I am going to stay away from all the arguing and whatnot, but just say I think you should wait, a risk is a risk even if its 1:1 billion. I LOVE having a sub sandwich now and then, but because of the risk I have the meat warmed up no matter what because there is a risk. 

There are tons of things to be excited for while having a baby, finding out the sex, feeling big kicks, shopping, baby shower, and idk about anyone else but I always look forward to my next appointment and hearing the heartbeat.


----------



## AnnabelsMummy

Lissa3120 said:


> Just in a bid to make peace,
> 
> OP you say you think people are patronising and talking down to you, and as that is your perception on things, i'm not going to tell you your wrong, but i do disagree with you. As a suggestion to move on, you could read any/the post you find patronising 5 times, in 5 different tones of voice, nice, nasty, helpful, sarcastic, and normal. As we are all on the end of a computer, the way you read the comment is how you picture it being said, however no one but the typer can possibly know how it was meant to be written, and i'm sure all girls on here are guilty of sounding mean with out meaning to. So after your 5 times of reading the post, if your still convinced its patronaizing or nasty or what have you, report it. don't react, it obviously goes no where.
> please don't take this as a personal jab as it SO isn't, i just want to try and help you out. this turly is a lovely forum and seeing all the locked thread really does upset me as all you girls have so much to add to this 'community' (that's what i think it is' and i think it would be such a shame if everyone couldnt get on. if this doesnt work for you or anyone else i really am sorry, but if it could help you find friendships rather than conflicts i think making an idiot out of myself jabbering on would be so worth it.
> :) best wishes and all that jazzz:thumbup:
> 
> i say this as an outsider, as i don't have the same emotions as any of you pregnant ladies, but believe me i have every sympathy with you all, and know how easy it is to just let loose, but sometimes it's nicer to have a rant and people to relate to you, rather than let all your emotions out on silly little things like a simple question... if you get me?

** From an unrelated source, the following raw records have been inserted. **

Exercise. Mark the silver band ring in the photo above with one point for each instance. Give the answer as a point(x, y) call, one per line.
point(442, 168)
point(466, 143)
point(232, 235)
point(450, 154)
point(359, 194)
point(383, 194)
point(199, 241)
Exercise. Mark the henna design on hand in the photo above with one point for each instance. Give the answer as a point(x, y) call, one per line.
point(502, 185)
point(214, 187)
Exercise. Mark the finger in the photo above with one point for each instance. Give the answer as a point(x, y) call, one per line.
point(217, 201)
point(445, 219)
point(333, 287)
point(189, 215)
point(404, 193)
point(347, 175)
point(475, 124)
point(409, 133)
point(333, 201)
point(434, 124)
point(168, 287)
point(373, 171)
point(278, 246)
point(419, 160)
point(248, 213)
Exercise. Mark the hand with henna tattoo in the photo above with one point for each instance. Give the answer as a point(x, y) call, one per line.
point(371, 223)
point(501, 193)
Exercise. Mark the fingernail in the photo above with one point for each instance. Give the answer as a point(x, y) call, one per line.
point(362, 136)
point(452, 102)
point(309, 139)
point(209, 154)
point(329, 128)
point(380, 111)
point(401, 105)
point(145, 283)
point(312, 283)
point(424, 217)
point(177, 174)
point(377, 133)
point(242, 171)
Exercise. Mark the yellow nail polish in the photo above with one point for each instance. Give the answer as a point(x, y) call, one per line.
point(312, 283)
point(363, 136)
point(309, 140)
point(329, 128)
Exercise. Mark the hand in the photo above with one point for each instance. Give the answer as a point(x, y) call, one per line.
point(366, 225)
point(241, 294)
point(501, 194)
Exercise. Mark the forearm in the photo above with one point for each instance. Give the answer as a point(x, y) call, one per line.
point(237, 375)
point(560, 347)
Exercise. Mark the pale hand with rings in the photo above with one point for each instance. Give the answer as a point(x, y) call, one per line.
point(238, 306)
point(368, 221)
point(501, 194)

you sound like a mummy - and deffinatly not a pregnant ladyyy!! hehe!!
xx


----------



## Evolution<3

Pregnant women get infections all the time including common colds, flus etc AND that is how you and baby build up immunity to infections. There are risks to pretty much everything you do (just like eating a ham sandwich whilst pregnant..but how many pregnant women still do that hm?) also, talk to your mothers/grandmothers and find out how many of these "things you SHOULD NOT DO/EAT" they avoided...Im quite sure most of them will tell you that they smoked, drank caffeine, ate soft cheeses and fish high in mercury, got their ears pierced AND STILL had healthy babies 

Some women will tell you that they did something while pregnant and had a healthy baby, others will tell you they did the same thing and had a miscarriage or complications. EVERY PERSON IS DIFFERENT!!! 

:)


----------



## VerityLove

I think they say that because there's always a risk of HIV and other infections from a re-used needle. But usually with ear piercings now they just use the earring to pierce with and not a sterilized needle. You'd probably be okay, but I'm not sure if I'd risk it anyway.


----------



## Pixxie

Ear piercing guns are made of plastic and cannot be sterilised. Microscopic blood spatter can get on the gun and even though the gun doesnt actually touch your skin the person doing your piercing touches it, and then touches your ears. There is a risk of blood borne infection from having your ears pierced with the guns normally used, which is why our shop refused to use them and did all piercing with pre packed sterile needles. It might cost a fiver more but most people were very happy to pay it for peace of mind. And as Ive already said the main danger people arnt told about is your body's reaction to having such a procedure, if you have had tattoos/piercings before you will know you get a adrenalin buzz from it, because your body goes into shock, which can be fatal to your baby. We have seen it first hand when people have lied to us about being pregnant. I am a tattooist/piercer.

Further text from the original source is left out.